Essa “regra do jogo” me faz
lembrar um restaurante self-service. Você passa com a bandeja e escolhe o que
quer e o que não quer para o almoço. O que é bom para você, coloca no prato. O
que é ruim, fica para a massa se servir depois. Traduzindo: o Estado tem que
garantir e ajudar o funcionamento das empresas, mas as empresas não podem
sofrer nenhuma forma de intervenção em seu negócio. Um liberalismo de
brincadeirinha, de capitalismo de periferia, com um Estado atuante, mas
subserviente do poder econômico, em que o (nosso) dinheiro público deve entrar
calado para financiar os erros alheios. Privatizam-se lucros (que depois são
exportados), estatizam-se prejuízos.
O governo tem a obrigação sim de
exigir contrapartidas de quem vai receber recursos ou benefícios devido à crise
econômica – aliás, este é o momento ideal para isso. Quando as empresas
estiverem surfando novamente, após este ciclo recessivo mundial passar, vai ser
mais difícil colocar cartas na mesa como agora.
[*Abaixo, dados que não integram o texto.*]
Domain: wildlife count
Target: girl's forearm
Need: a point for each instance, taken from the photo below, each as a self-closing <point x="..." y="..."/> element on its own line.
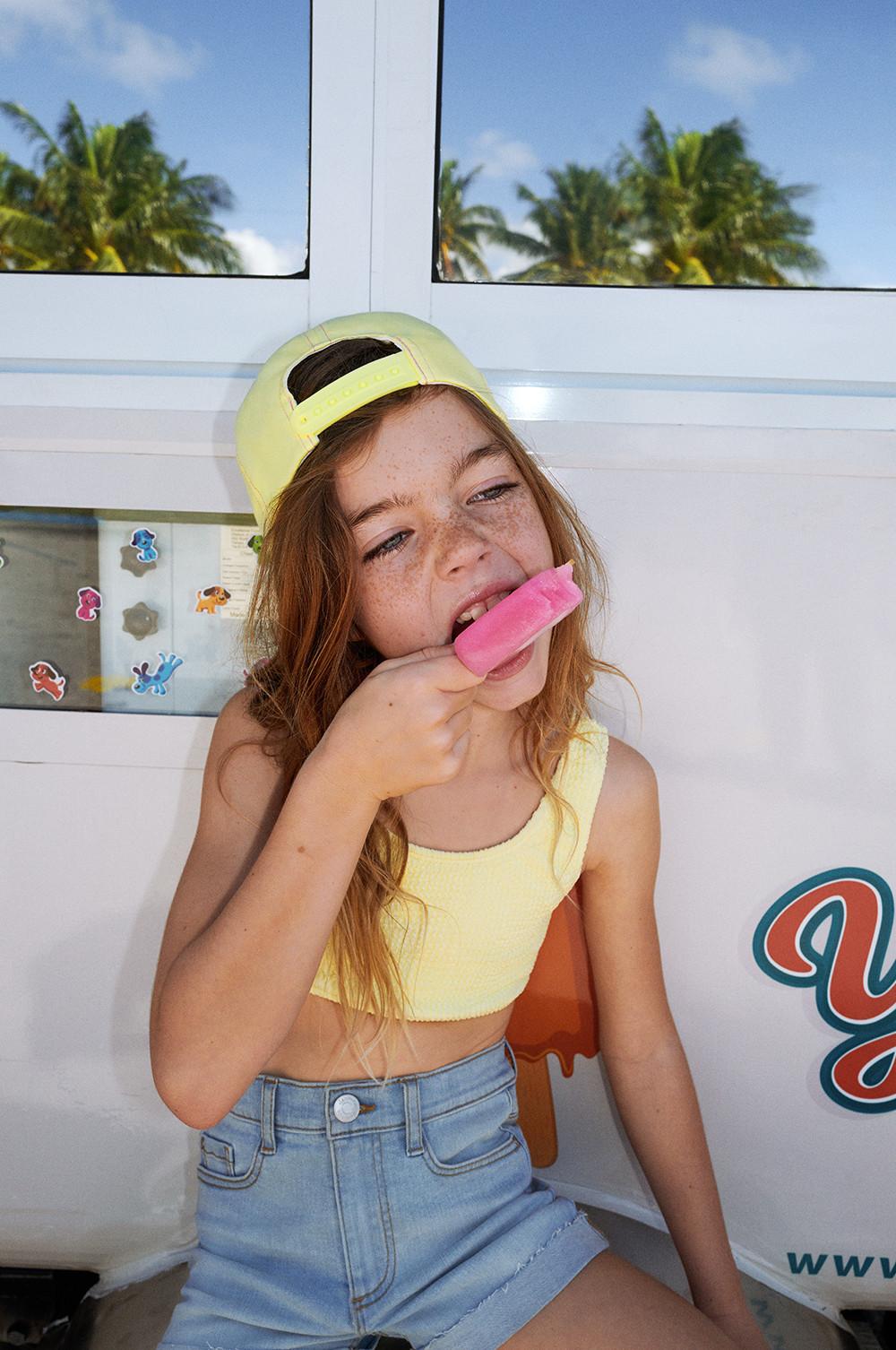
<point x="659" y="1107"/>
Em momentos de crise como esse é
que direitos trabalhistas e sociais têm que ser reafirmados, garantidos, universalizados
e não o contrário. Pois é nesta hora que a população que sobrevive apenas de
seu salário está mais fragilizada. E é em momentos como esse que sabemos quem é
socialmente responsável e não aquelas que fazem propagandas na TV com carros
cruzando lindas estradas cheias de macacos-prego-do-piercing-amarelo para
mostrar é verde.
Em 2008, li depoimentos de
montadoras dizendo que os trabalhadores tinham que entender que esta é uma
crise global e muitas de suas sedes estão passando sérias dificuldades,
correndo o risco, inclusive de fechar. O que é mais um caso self-service.
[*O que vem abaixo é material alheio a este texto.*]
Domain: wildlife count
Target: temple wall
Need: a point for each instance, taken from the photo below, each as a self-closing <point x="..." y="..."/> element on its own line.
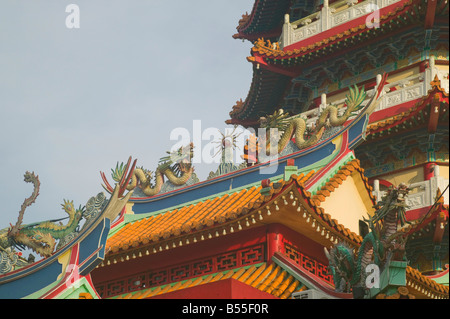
<point x="349" y="212"/>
Lembro um exemplo que pode ser ilustrativo: um dia, questionei a Ford, nos
Estados Unidos, sobre o porquê de não atuar de forma mais incisiva para evitar
que suas subsidiárias em países como o Brasil estivessem inseridas em cadeias
produtivas em que há crimes ambientais ou trabalho escravo. Como resposta,
disseram que há independência entre as ações da matriz e das subsidiárias e que
as matrizes não podem interferir, apenas pedir que atuem de acordo com a
legislação.
Ótimo! Tá resolvido o problema.
Pois, elas não vão se incomodar se o Brasil regular o envio de remessas de
lucros para o exterior, utilizando os recursos para ajudar a passar a
tempestade de forma mais suave por aqui. E não estou falando em reestatizar a
nossa renúncia fiscal porque o leite já foi derramado, mas de que as empresas
invistam mais por aqui. De uma forma diferente, reorganizando o setor em
padrões mais sustentáveis, por exemplo. Seria um bom momento para mudar a
matriz de produção em direção a algo com menos impacto social e ambiental (o
Estado poderia fazer isso diretamente, mas prefere injetar recursos em atores
que professam modelos de desenvolvimento antigos e depois pede calma em
encontros como a Rio+20 – vai entender).
Afinal de contas, já que muitas
empresas não se incomodam tanto com a qualidade de vida dos trabalhadores em
toda a sua cadeia de valor (da produção do carvão ao chão de fábrica), por que
se incomodariam com o resultado dos lucros desse trabalho, não é mesmo?